Some investors choose Bitcoin IRA over Social Security

    28 Jul 2021

    Launched in May of 2016, BitcoinIRA is offering investors the tax advantage of an IRA in return for a high-risk but high-reward alternative asset class. The company already has above 100,000 account holders, including clients starting the age of 18.

    BitcoinIRA launched in May of 2016, offering investors the advantage of a tax-free, self-directed Individual Retirement Account (or IRA), plus the return of high-risk, high-reward crypto assets. It’s similar to other IRAs, except that instead of being funded by gold, bonds, or cash, it’s backed by Bitcoin.

    For the moment, the company has above 100,000 individual account holders, including clients as young as 18. But CEO Chris Kline claims that “it’s not a young kids’ game anymore,” as 75% of account holders are over 45.

    BitcoinIRA is dealing not only with Bitcoin, accepting a long list of cryptocurrencies, including Ethereum and Litecoin.

    Campbell Harvey of Duke University thinks diversification is the right choice: “To have a portfolio that has exposure… to a single crypto like Bitcoin, that doesn’t make any sense, because while Bitcoin is the most important one right now, its share of the overall capitalization of cryptos has decreased through time. There are so many other tokens out there,” he said.

    In 2017, BitcoinIRA served $6 million in transactions for 700 account holders. In July 2021, it exceeded $1.5 billion in all-time transactions.

    There are still far fewer players in the crypto retirement sector and are plenty of options in the market now.

    In a recent survey of financial advisors, we can see a significant shift to cryptocurrencies. 14% of the more than 500 advisors in the report said they now use or recommend cryptocurrency to clients, against less than 1% in the last two years.

    For instance, IRA custodian Kingdom Trust offers users the option to diversify into 20 different cryptocurrencies. Ryan Radloff, Kingdom Trust CEO, told CNBC that $2 billion of the $17 billion that it holds for clients is now in cryptocurrency. That’s up from $350 million in 2020.
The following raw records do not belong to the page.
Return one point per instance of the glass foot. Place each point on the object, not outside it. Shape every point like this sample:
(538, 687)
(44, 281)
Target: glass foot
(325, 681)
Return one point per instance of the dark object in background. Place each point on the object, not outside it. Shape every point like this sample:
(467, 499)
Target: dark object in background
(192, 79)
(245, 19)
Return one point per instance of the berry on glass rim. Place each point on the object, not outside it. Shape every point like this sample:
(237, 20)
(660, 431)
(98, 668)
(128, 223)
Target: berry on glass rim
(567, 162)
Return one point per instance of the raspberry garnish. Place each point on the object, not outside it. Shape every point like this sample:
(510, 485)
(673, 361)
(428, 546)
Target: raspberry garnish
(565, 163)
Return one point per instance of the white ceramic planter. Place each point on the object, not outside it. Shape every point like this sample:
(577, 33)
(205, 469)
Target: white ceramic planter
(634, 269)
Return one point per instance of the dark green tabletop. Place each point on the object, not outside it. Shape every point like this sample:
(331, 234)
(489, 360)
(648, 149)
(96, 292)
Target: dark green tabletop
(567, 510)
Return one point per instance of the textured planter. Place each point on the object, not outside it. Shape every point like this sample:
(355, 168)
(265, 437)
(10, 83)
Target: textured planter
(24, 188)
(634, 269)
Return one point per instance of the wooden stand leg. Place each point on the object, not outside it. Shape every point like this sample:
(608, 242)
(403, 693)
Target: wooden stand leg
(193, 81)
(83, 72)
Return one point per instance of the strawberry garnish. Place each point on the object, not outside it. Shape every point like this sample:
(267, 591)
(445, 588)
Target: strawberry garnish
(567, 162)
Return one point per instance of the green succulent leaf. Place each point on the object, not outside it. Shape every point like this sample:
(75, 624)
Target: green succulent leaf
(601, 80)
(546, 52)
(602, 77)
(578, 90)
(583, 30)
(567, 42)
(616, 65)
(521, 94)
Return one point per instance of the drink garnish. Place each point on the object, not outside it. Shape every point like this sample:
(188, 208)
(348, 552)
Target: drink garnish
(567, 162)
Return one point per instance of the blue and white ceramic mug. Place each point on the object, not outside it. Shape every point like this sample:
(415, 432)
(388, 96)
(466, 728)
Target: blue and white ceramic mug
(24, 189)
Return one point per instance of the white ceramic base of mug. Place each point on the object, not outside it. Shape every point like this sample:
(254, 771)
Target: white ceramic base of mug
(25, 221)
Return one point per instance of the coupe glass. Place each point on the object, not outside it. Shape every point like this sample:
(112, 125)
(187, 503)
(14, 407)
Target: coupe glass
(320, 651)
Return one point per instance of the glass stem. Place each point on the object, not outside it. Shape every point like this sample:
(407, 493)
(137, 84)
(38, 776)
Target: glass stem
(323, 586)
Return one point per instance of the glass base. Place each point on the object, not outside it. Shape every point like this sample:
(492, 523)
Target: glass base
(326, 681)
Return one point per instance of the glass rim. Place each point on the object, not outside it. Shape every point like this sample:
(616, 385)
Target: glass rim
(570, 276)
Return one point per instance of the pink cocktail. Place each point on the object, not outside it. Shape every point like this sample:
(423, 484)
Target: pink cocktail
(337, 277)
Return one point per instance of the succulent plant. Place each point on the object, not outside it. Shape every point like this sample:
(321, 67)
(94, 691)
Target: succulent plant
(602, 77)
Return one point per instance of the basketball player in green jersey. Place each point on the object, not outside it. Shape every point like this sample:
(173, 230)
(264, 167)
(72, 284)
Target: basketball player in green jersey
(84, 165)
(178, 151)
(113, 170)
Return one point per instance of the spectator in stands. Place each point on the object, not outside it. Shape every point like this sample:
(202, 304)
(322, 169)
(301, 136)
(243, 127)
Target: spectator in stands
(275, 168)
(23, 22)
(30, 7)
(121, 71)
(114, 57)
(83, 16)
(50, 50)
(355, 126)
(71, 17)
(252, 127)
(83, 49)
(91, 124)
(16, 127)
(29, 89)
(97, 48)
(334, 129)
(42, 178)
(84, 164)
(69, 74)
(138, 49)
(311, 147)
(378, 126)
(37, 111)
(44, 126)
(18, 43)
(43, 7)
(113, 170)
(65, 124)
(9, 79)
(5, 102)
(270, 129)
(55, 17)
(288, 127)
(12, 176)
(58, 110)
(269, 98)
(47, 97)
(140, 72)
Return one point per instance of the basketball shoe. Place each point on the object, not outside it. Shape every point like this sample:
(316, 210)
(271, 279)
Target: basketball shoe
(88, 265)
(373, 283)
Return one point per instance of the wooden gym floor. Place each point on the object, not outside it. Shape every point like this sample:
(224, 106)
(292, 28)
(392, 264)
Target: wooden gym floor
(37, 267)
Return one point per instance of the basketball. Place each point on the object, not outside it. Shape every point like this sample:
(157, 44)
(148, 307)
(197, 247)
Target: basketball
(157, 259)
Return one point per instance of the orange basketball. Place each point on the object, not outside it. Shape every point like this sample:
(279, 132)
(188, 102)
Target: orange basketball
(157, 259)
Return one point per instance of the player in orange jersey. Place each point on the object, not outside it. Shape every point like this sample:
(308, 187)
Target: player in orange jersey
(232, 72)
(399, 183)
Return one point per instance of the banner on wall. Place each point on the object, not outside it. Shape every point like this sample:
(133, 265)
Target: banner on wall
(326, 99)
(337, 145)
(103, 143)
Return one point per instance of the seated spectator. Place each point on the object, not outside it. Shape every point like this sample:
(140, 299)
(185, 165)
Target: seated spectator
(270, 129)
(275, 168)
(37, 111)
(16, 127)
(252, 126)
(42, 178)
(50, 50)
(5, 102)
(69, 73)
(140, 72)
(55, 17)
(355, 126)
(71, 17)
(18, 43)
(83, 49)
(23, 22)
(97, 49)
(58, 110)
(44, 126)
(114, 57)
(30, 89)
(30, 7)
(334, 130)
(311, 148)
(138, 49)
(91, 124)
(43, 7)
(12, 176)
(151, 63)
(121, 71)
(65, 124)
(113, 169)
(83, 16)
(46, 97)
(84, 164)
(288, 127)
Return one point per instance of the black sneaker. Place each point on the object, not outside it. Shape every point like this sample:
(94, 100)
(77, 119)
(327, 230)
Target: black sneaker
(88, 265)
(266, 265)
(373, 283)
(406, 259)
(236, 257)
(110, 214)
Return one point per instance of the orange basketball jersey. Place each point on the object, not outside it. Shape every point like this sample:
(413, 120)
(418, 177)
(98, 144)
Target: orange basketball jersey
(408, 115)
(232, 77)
    “The amount of people interested in including bitcoin in their retirement savings…is increasing exponentially,” he noted. “People don’t want zombie retirement accounts that only allow you to invest in three target-date funds. They want to have more choice in what they do with their hard-earned money, and they want access to hard-assets that will increase in value over a long time horizon.”

    But what about Bitcoin volatility? The world’s most popular cryptocurrency has fallen about twice its April price.

    “We don’t see that volatility in, for example, the stock market,” pointed Harvey. “It’s naive to think that bitcoin is just going to keep on going up.”

    Aside from the volatility risks, the Securities and Exchange Commission (SEC) also warned of the risk of fraud in self-directed IRAs dealing in crypto.

    But Kline remains optimistic. He says it’s the tax break that ultimately makes BitcoinIRA a real hit for those looking to deal in cryptos.

    If a taxpayer at an average income level were to sell his bitcoin today, he would pay no tax for the crypto held in his BitcoinIRA. If it were in a Coinbase account, this same person would face a 22% short-term capital gains tax or 15% for a long-term holding.

    “Pretty clear quantitative reasoning to put an asset like Bitcoin in an IRA setting,” said Kline.